Carlos es un hombre práctico y valiente que ha insistido en numerosas ocasiones, luego del atentado con balas de salva contra su madre, que en caso de ser secuestrado, no paguen rescate, que él verá cómo escapa y se salva.
Hasta el momento de casarse, Carlos era un hombre de comidas sencillas, capaz de entrar sorpresivamente a la cocina y hacerse una carne frita él mismo, sólo por variar el menú del día y para no depender del chef. Ahora, gracias a los gustos sofisticados de Diana, dice el ayuda de cámara, los intereses gastronómicos de Carlos han variado. Durante las comidas oficiales siempre se sigue un ritual curioso. En los dos primeros platos, Carlos conversa con los invitados que están a su derecha, y durante el postre y el café con los de la izquierda. Le gusta preguntar a la gente qué hace, dónde trabaja, qué piensa de situaciones internacionales.
En el libro escrito por quien fue ayuda de cámara durante 12 años queda claro que la personalidad, las costumbres y algunos puntos de Carlos han cambiado radicalmente después de su matrimonio y que, a pesar del temperamento dominante de ella, respeta, por ejemplo, los momentos de silencio que Carlos tiene en ocasiones. Sintiéndose desplazado, inútil, Peter Barren renunciaría justo cuando se anunciaba el primer embarazo. Esa tarde, al felicitarla, Diana le diría casi gritando: "Quiero tener muchísimos bebés".
LA PRINCESA POSESIVA
El otro libro, menos respetuoso, escrito por Ralph Martin, relata todos los cambios domésticos y sociales sufridos por el príncipe y la misma Diana, a quien se acusa de haber provocado la renuncia de, por lo menos, 40 empleados y secretarias. El libro, con base en entrevistas dadas a familiares y amigos de la pareja, establece que Diana, celosa de quienes conocían y guardaban al marido antes del matrimonio, ha optado por no tener rivales y prefiere tener al príncipe y a sus hijos con ella totalmente.

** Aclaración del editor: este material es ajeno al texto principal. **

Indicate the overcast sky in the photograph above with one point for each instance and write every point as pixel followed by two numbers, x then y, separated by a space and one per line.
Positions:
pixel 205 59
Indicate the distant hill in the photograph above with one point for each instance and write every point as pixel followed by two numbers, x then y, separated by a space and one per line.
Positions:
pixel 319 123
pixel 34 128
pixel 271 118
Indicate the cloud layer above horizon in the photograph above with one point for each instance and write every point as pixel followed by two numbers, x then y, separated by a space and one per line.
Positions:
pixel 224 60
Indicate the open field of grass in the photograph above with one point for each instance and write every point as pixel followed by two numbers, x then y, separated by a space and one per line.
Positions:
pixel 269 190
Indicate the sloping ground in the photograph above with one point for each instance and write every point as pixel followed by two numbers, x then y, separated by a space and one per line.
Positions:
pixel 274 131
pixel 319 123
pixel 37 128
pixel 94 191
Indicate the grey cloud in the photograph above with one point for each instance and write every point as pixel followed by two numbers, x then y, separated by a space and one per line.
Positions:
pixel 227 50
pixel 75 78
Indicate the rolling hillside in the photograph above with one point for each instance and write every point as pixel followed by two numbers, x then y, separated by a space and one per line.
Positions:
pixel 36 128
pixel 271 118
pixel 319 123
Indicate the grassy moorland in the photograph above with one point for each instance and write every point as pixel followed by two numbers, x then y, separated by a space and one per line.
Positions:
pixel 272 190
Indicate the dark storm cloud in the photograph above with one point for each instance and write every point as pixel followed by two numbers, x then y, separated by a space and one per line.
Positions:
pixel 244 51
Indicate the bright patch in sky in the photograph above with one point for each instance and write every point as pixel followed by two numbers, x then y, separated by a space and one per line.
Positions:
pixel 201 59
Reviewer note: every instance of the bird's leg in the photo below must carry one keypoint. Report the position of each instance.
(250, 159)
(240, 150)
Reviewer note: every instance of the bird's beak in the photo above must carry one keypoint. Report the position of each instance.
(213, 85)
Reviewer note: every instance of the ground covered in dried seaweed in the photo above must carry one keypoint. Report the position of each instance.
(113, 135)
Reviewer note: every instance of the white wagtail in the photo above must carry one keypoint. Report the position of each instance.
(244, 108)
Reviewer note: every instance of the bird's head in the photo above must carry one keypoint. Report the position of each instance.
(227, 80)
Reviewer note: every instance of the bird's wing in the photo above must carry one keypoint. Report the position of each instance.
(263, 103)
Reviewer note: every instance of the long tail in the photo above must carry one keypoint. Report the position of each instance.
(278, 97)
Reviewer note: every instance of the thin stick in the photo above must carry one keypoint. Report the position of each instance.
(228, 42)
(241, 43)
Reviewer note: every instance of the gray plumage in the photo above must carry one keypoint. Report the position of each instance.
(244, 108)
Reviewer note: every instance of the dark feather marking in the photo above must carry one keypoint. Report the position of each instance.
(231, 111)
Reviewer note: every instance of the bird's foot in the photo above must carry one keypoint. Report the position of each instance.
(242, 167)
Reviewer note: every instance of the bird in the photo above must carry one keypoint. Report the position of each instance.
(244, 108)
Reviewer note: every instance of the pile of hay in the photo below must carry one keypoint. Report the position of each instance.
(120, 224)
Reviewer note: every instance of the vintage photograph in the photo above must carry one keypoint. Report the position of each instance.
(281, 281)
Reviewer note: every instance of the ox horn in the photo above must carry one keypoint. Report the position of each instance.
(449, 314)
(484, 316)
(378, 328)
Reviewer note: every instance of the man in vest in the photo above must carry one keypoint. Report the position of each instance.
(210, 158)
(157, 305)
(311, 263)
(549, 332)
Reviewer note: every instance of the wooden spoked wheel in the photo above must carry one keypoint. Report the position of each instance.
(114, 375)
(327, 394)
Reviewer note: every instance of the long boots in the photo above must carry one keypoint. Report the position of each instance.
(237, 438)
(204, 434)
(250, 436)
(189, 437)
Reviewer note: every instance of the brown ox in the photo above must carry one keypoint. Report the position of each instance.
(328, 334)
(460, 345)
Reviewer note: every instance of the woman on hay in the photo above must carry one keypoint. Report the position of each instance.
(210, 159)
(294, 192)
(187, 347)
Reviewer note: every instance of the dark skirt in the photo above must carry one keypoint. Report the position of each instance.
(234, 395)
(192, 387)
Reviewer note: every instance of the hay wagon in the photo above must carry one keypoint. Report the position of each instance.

Entre las afirmaciones en este libro, se cuentan éstas: los conflictos entre los dos han aumentado porque Carlos se siente sobrepasado por la energía y el entusiasmo de su mujer, quien encuentra aburridas las fiestas reales y prefiere las reuniones con gente más joven, en pequeños grupos, donde es posible bailar y hacer bromas. Cuando Carlos viaja o está cansado para salir, ella se marcha a la casa campestre de un amigo, donde organiza fiestas con jóvenes que quedan exhaustos luego de bailar con ella; siempre que le hablan de un viaje o una ceremonia, la princesa pregunta con gesto de fastidio "¿Tengo que ir?". En alguna ocasión, Carlos le comentó a un amigo que lamentablemente la realidad es que a Diana no le gusta ni hablar, ni andar con nadie, y otra persona comentó que desde un principio ella se propuso algo concreto: que el príncipe sólo viva para ella.
En el libro, uno de los amigos de Carlos afirma que "él no es un tonto, tiene un gran carácter y ha dejado que ella se salga con la suya sólo porque están en los primeros años de matrimonio, pero después enseñará su verdadera cara".
Sin embargo, se toleran mutuamente gustos y caprichos. El le tolera el ballet, y ella que a él le guste la ópera. Diana ha logrado que él acepte programas norteamericanos como "Dinastía" y "Dallas", y se ha quejado en privado de tales preferencias. Un amigo cercano le contó al autor que él veía al príncipe más como padre que a ella como madre y que los niños siempre prefieren hablar con él.
Durante los próximos días en Estados Unidos se seguirá hablando en tono mayor o menor, como chismes, como murmuraciones o como simples comentarios, sobre esta visita de 4 días, durante los cuales este hombre de sólo 36 años y esta muchacha, demasiado frágil, de 24, conquistaron de nuevo a Estados Unidos para los británicos. Durante fiestas, reuniones, encuentros, donde algunos invitados llegaron al exceso, como el de una señora de Miami que fue capaz de gastarse 5 mil dólares en un vestido solamente. para esa ocasión, ahora viene el recuento de todas estas historias: una mujer que con su edad es capaz de atender entre febrero y agosto de este año 109 eventos públicos y más de 74 ceremonias, es también capaz de soportar la prueba máxima al lado de Carlos: ser un objeto público.